Бендеберя и Березкин переглянулись и прыснули.
– У нас один боец это куда раньше узнал. Снял с немца сумку, там, значица, среди всякого эти «маршгетреньки» и нашел. Они сладенькие, как карамельки крошеные, а читать по-немецки он не умел. Вот и слопал несколько сразу и всухомятку…
– А потом запил водичкой? – догадался Середа.
– Точно так, – кивнул ефрейтор, усмехаясь.
– Боец потом кличку «огнетушитель «Эклер» получил, прилипла надолго. Пена-то из него залихватски хлестала. И изо рта, и из носа! Мы сначала даже испугались, думали – отравился или лопнет. Не лопнул… А вы тут неплохо обустроились, – похвалил лейтенант хозяйственные успехи Середы.
– Служу трудовому народу, – тихо отозвался Середа, не вставая правда.
– С аптечкой разобрались?
– С этим сложнее, надписи-то я все перечитал, но там же не написано, от чего и для чего. Бинты, индпакеты, вата, пластырь и перевода не потребовали, с лекарствами сложнее. Название, сколько таблеток и какая доза в таблетке. С аспирином или там йодом – понятно, валидол там, стрептоцид – тоже ясно боле-мене, но там еще всякое лежит, типа гексенала, кодеина, кофеин-бензоата, пирамидона, фенацетина – с этим я не сталкивался. Медик нужен. Да, еще сказать хотел…
Тут Середа почесал себе затылок, потом потер кончик носа, то есть начал явно тянуть время, сам не замечая того. Все уставились на говорившего, даже ложки звякать перестали.
– Что хотел-то? – хмуро подтолкнул его ефрейтор.
– Помирает Усов. Дальше если потащим – добить лучше. Не перенесет транспортировку, – щегольнул артиллерист книжным словечком. Впрочем, все поняли.
– Я и говорил – на печке бы ему отлежаться, – несколько нарушив устав, влез Бендеберя.
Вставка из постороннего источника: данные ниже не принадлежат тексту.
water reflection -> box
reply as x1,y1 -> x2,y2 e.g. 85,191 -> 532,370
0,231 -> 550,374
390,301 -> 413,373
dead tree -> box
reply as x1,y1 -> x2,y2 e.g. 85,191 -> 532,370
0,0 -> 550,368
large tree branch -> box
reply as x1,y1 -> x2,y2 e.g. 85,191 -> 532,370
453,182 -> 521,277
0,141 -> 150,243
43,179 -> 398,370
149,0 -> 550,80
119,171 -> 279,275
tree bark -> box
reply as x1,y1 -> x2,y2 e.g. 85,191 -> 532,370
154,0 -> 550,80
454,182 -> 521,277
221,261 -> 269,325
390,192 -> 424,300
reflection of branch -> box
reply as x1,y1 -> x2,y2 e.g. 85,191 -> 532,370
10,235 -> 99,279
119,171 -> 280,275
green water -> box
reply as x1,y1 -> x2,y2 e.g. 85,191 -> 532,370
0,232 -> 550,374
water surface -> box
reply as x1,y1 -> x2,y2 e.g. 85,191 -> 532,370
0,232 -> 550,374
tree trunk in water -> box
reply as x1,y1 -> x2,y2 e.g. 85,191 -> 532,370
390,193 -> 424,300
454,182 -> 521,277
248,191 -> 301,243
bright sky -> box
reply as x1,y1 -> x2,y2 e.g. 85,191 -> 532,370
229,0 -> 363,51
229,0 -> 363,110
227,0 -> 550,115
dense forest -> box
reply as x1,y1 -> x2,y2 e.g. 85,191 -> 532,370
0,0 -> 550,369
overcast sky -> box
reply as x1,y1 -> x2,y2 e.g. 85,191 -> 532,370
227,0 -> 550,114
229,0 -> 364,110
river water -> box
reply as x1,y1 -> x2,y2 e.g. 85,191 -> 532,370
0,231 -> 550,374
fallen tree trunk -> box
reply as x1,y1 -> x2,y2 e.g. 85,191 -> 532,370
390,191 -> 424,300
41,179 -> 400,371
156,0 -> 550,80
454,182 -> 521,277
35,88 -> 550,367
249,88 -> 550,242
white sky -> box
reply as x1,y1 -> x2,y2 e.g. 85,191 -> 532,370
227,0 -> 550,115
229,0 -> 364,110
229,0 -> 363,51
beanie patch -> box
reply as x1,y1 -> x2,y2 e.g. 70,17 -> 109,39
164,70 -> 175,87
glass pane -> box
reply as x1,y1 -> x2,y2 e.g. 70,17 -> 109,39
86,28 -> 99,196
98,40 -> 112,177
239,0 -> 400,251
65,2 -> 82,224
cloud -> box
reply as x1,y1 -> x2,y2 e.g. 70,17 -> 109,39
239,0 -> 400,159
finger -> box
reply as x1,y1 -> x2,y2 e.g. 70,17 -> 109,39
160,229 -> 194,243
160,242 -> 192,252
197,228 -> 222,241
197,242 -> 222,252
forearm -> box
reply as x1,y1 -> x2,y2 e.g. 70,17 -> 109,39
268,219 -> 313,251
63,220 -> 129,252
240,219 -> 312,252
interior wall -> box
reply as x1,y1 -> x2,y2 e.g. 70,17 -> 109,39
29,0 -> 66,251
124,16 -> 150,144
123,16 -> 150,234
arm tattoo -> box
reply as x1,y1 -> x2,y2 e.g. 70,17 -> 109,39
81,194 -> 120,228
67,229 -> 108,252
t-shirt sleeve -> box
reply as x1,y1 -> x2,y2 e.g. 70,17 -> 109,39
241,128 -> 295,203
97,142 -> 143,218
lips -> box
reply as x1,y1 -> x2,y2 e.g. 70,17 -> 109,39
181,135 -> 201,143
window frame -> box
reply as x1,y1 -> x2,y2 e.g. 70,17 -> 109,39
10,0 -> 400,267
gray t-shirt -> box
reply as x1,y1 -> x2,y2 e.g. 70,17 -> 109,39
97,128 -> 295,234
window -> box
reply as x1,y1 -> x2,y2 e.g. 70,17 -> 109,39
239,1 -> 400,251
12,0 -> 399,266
– Заканчиваем ужин – и спать. Караулим по вчерашней очередности, – отозвался после недолгого молчания лейтенантик, усиленно думая о чем-то.
Оказалось, что если спишь даже в корявой и самодельной палатке, да еще закутавшись в брезент, да еще на чем-то теплом, да не один – то получается вполне себе тепло…
– Уважаемые покупатели! – Леха обвел взглядом целевую аудиторию, состоящую из хитрозадых селян, почему-то стоявших посреди торгового зала на коленях со сцепленными на затылках руками, и продолжил звучным голосом: – Сегодня вам повезло, ведь именно сегодня наша компания в связи с семилетним юбилеем со дня основания может предложить вам прекрасного коня со скидкой по цене ниже среднедеревенской в два раза! Если вы сможете найти дешевле – мы вернем вам потраченные средства, а если нет, то – нет. В смысле – не вернем!
Леха перевел дух и опять окинул сияющим взглядом публику.
– Но и это еще не всё! Обменяв все свои продукты на коня, вы получаете золотую карту постоянного покупателя! Теперь вы сможете покупать этого коня постоянно. Подумайте сами – вы всегда, в любое время можете купить этого коня со скидкой! Прекрасного трехногого коня повышенной проходимости и с полным приводом! Оборудованного двумя глазами, двумя ушами и звуковым сигналом! С круиз-контролем и экологичным выхлопом! Почти не юзанного! И все это вы приобретаете с колоссальной выгодой! В любое время! Вы согласны?
Крестьяне слаженно и дружно закивали головами – Леха ласково повел лоснящимся от масла стволом пулемета и подумал, что с пулеметом в руках маркетинг легок, приятен и эффективен. От восторга он взлетел над толпой, ощущая приятную легкость полета, но тут его кто-то дернул за ногу, не позволяя воспарить еще выше. Менеджер недовольно глянул вниз и увидел, что это не очень хорошо ему знакомый сотрудник, хмурый крепкий парень, про которого он знал только, что зовут его Паша по кличке Паштет, занимавшийся открытием новых торговых залов.